Measuring business performance particularly on the three customer-facing units – marketing, sales and customer service is extremely important for every type of business. Luckily, all three are measurable as there are numerous strategies to give you data, stats, and metrics. Taking them into account effectively will positively affect the organization’s primary concern. Same as sales and marketing with customer service, you keep an eye on the performance and in case you are not reaching expected goals and targets, you need to make some changes to the strategy. Is it necessary to measure your customer support performance? In simple words, if you are unable to measure it, you will never be able to improve it.
Tickets Solved
Most of the organizations set a daily target for their support team to hit and the most important metric in all of the customer service is to measure the number of tickets closed. It lets you keep track of agent performance and resourcing needs daily. It could be done simply by comparing the number of queries closed to the total number of open queries.
Considering Resolution Areas
Estimating a well-known resolution area can feature which areas of your product or service are creating the most need for customer support. It is quite efficient in telling how well your employees are performing for that specific zone, for which you will need to take measurements like time-to-resolution and CSAT (customer satisfaction) evaluations. It is also recommended to analyze the content of tickets to recognize specific areas where the product needs improvement. Accumulating those indications will not only make the product team grateful but will also make significant enhancements overall.
Evaluating Reply-Time Metrics
Speed is the most basic need in customer support; the time required to react to customer’s issues is directly proportional to his satisfaction. That is probably the main reason behind big companies investing so much on their team to take care of the queries as soon as possible, for e.g. Mediacom support has recently transformed their system to ensure maximum customer satisfaction.
Speeds consistency can be accomplished by offering SLAs (service level agreements) to customers. However, keeping a track of reply/response time metrics are important to guarantee the achievement of those agreements. Reply-time metric incorporates first-reply time, average reply time and the quantity of the replies on a ticket. Reading and contrasting the three of these together uncovers a significant marker of how effective your customer support team is.
Resolution Time Metric
Resolution times are something beyond the speed of your operator-based help. For instance, FCR (First Contact Resolution) shows when a single interaction deals with a client’s need but if there are several FCR tickets, it could demonstrate that a large number of tickets may be better for self-administration. However, a speedy resolution does not always indicate high quality, but it can surely help managers evaluate if the agents are spending the right time on tickets.
Resolution Effort Metrics
This metric shows everything that occurs between an operator’s first touch on a ticket until the ticket is eventually closed. The perfect example of a resolution metric would be the handling time. Handling time is the amount of time an agent takes while working on a single support inquiry. A time tracking application can simply be used if you have a hard time measuring it otherwise. This great metric could be utilized to find out the reason behind the low satisfaction of the customer.
Tickets Reopen
A ticket reopen happens when a ticket’s status reverses from being solved to open again. It usually happens when managing complex help issues that do not have a simple fix. Too many tickets revive demonstrate the specific areas where agents need additional training or there is something in the product or service that customer support is not fit for fixing all alone. Metrics of these incorporate the total number of tickets being reopened, the average number of them and the percentage of the total number of reopens.

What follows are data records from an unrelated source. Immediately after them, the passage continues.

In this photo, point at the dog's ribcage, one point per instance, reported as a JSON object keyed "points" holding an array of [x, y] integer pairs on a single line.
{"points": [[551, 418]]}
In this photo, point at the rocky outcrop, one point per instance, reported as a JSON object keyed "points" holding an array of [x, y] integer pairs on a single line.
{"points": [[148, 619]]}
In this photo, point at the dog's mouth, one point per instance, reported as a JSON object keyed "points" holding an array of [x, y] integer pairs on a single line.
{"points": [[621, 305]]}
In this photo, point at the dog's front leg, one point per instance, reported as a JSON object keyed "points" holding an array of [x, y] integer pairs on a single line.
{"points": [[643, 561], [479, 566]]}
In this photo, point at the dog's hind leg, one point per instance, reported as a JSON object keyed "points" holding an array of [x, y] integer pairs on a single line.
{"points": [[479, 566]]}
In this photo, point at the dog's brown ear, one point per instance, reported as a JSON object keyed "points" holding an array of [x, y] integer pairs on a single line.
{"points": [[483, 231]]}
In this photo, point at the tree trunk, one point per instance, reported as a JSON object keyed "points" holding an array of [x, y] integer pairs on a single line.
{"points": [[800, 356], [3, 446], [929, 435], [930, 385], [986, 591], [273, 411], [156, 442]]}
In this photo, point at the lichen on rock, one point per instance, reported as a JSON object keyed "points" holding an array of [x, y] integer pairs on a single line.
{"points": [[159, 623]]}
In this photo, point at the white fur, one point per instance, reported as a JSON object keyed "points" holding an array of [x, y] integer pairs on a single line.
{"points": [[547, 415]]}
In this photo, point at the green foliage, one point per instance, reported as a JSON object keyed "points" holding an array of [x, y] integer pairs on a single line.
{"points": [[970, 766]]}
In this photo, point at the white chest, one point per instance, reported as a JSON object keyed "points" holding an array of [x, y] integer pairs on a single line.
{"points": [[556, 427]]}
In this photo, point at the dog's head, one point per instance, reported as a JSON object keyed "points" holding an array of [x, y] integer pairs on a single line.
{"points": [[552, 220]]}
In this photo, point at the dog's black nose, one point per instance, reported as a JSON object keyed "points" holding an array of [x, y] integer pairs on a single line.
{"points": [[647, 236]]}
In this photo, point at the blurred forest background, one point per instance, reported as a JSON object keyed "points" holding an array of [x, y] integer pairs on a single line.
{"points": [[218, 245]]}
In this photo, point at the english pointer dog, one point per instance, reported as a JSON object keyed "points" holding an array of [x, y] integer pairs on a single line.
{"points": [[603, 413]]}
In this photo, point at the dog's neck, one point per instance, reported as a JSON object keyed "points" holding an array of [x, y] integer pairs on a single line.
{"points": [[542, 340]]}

Next Issue Avoidance (NIA)
Next issue avoidance is a metric utilized by a growing number of customer service departments that empowers employees to anticipate any future issues. It also assists with featuring a connection with customer support that makes clients feel confident and empowered to use it as adequately as possible. By reading and analyzing the data from a large number of tickets, associations can predict customer’s next inquiries and dispose of the tremendous number of future ticket openings. It can be measured simply by looking at the number of inquiries being requested for the same product or service area. It is smart to practice it next to first contact resolution; it could be an alarming situation if both turn out to be bad. However, your employees can improve during the first touch with the customers.
Conclusion
Measuring the performance of your support team is as important as it is for the Sales team. Numerous metrics can be used to highlight the overall performance of your team that can help improve the organization overall. That in turn, results in building up a company with better revenues and a reputation for always willing to improve.